Again, that combination of wide-open insight and sheer musical clout proved addictive, although I'll admit to reverting to closed-back headphones at one point, so loud was I playing the music when it came to the smouldering then thundering finale, 'Let's Dance'! And yes, I did give it another go with the Signature in preamp mode, and got just the same big-boned but highly-detailed sound.
The warmth and generosity of the sound here is a major attraction, even in 'solid-state' guise, and while it gets a bit too lush in 'Tube+', it has the ability of making any headphones you choose sound big and impressive, but at the same time tight and clean in the low end, underpinning all the brilliance further up the frequency range.

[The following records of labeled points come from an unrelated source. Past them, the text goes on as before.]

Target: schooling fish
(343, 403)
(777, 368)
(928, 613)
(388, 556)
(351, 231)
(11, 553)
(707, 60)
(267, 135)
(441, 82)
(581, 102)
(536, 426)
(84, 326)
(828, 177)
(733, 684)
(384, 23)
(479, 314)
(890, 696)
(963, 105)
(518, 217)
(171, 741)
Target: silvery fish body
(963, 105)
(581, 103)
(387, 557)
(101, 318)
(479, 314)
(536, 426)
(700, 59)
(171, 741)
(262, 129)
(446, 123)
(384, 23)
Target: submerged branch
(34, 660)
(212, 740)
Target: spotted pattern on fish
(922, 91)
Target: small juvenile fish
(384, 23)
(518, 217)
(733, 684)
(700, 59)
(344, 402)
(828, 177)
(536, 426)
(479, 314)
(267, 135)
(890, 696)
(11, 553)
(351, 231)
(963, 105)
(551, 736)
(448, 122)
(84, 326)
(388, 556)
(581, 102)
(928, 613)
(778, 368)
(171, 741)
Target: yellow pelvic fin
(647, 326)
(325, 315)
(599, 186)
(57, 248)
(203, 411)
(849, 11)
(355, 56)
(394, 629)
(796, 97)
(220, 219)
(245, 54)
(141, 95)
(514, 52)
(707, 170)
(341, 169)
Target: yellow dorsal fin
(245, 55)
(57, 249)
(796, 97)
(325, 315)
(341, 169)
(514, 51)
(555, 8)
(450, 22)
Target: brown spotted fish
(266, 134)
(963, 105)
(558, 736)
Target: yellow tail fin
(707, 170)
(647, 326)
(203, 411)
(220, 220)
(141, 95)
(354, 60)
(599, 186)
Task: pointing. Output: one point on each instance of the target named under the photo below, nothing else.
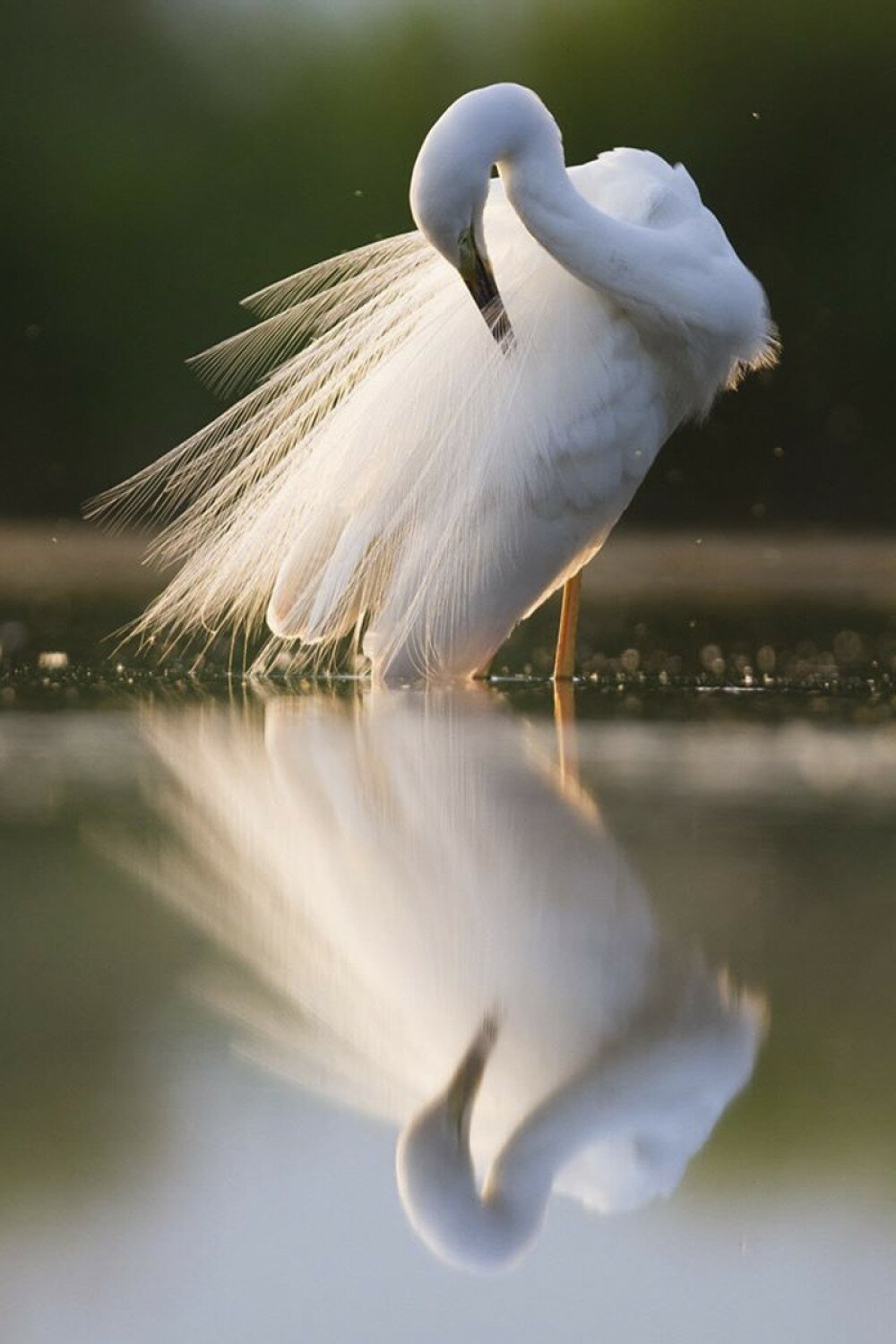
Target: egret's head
(450, 185)
(437, 1182)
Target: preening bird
(432, 929)
(413, 476)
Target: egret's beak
(478, 277)
(465, 1083)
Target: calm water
(247, 938)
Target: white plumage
(402, 475)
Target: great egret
(400, 473)
(440, 935)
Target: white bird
(400, 475)
(440, 935)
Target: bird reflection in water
(441, 932)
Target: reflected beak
(478, 277)
(465, 1085)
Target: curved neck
(659, 1098)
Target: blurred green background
(167, 156)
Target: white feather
(398, 472)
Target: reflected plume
(435, 927)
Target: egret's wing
(323, 333)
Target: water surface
(247, 937)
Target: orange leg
(564, 658)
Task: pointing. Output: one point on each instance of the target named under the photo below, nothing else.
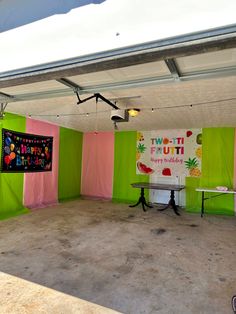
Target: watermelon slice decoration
(143, 168)
(166, 172)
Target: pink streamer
(98, 164)
(41, 188)
(235, 170)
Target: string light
(96, 113)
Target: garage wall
(34, 190)
(109, 168)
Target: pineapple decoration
(198, 152)
(140, 150)
(192, 166)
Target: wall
(19, 191)
(217, 169)
(108, 164)
(11, 184)
(70, 160)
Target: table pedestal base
(141, 200)
(171, 204)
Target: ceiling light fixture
(133, 112)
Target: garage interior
(103, 252)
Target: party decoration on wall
(169, 152)
(23, 152)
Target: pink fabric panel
(41, 188)
(235, 170)
(98, 164)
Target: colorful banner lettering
(23, 152)
(169, 152)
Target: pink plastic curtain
(235, 169)
(41, 188)
(98, 164)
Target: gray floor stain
(125, 259)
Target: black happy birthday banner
(23, 152)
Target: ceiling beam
(170, 48)
(69, 83)
(214, 73)
(172, 66)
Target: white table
(212, 190)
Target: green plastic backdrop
(125, 169)
(217, 169)
(11, 184)
(70, 157)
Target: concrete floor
(125, 259)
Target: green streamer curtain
(217, 170)
(11, 184)
(125, 168)
(70, 157)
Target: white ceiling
(204, 96)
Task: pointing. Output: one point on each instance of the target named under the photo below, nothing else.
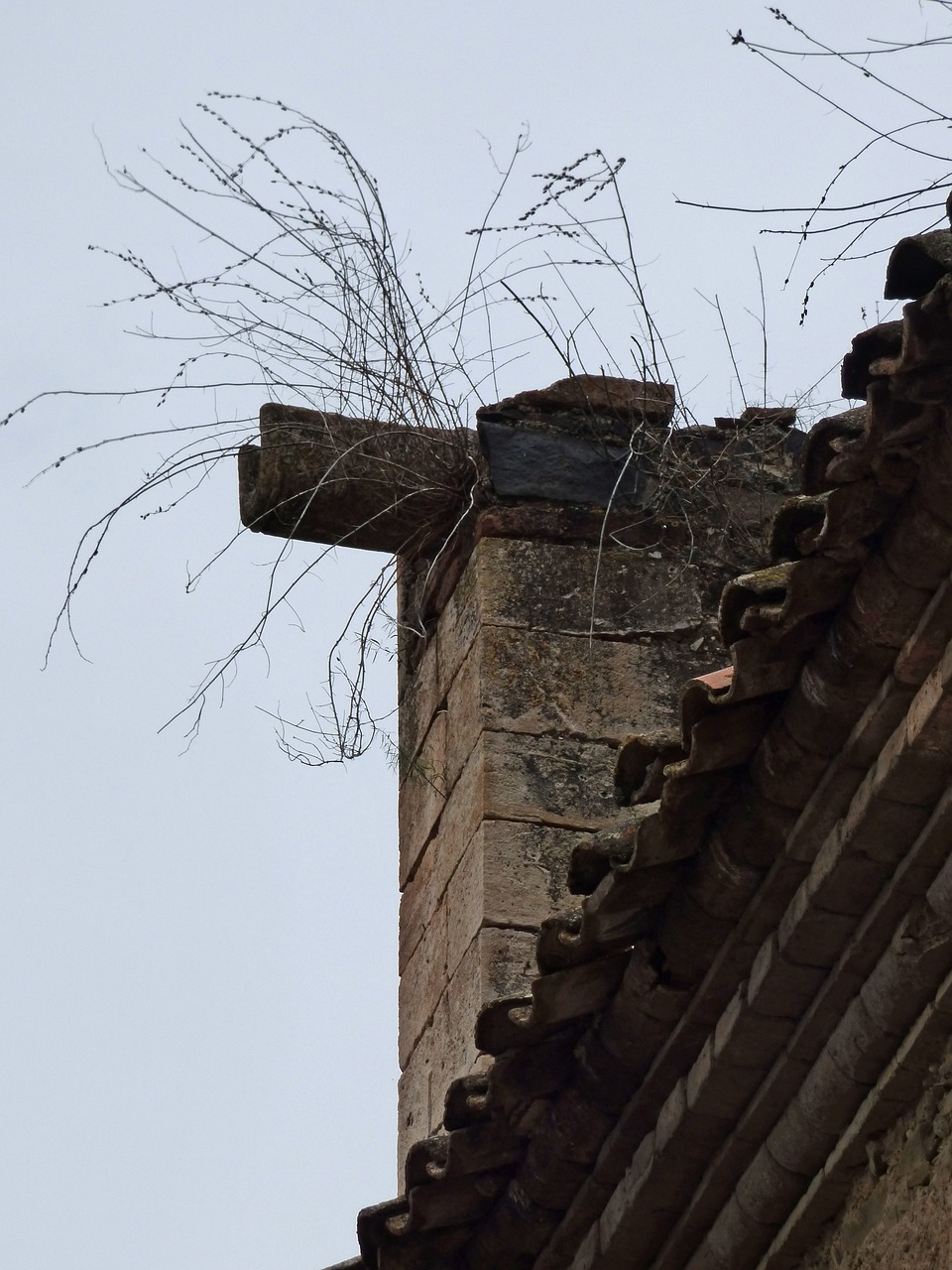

Playing the glorious LSO/Marin Alsop live recording of Bernstein's Candide [LSO Live LSO0834; DSD128], the combination of iFi Audio's Signature DAC/amp and B&W's P9 Signature headphones [HFN Mar '17] proved a delight from start to finish – and boy, does this performance start with a bang, with the great sweep of the orchestra in the 'Overture'. Best of all, though, was the way the resolution here made every clever nuance of the dialogue and lyrics hilariously apparent, and shivered the spine with Jane Archibald's wonderful soprano voice on 'Glitter And Be Gay'.
Wrap Around Sound
What's more, pull up a rug and sit on the studio floor with a recording such as the Gidon Nunes Vaz Quartet's Ebb Tide album – or at least that's how it sounds in this ultra-simple Sound Liaison recording [SL1050A; DXD] – and the sheer amount of detail this DAC/amp can deliver is matched only by the way it wraps the intimacy of the acoustic around the listener. In this case at least, it seems as if the performers are simply, but almost holographically, placed before you, the drums pattering and the bass and piano just set back behind the trumpet of Nunes. Simple, memorable pleasures…
Hi-Fi News Verdict
This Signature version of iFi Audio's flagship DAC/headphone amp may look a bit much for some tastes – I think I prefer the more understated styling of the 'standard' model – but there's no denying the appeal of its rich, weighty, controlled and highly informative sound. Just don't get caught up in all those filters and adjustments because this is a headphone amplifier that's made for sitting back and enjoying.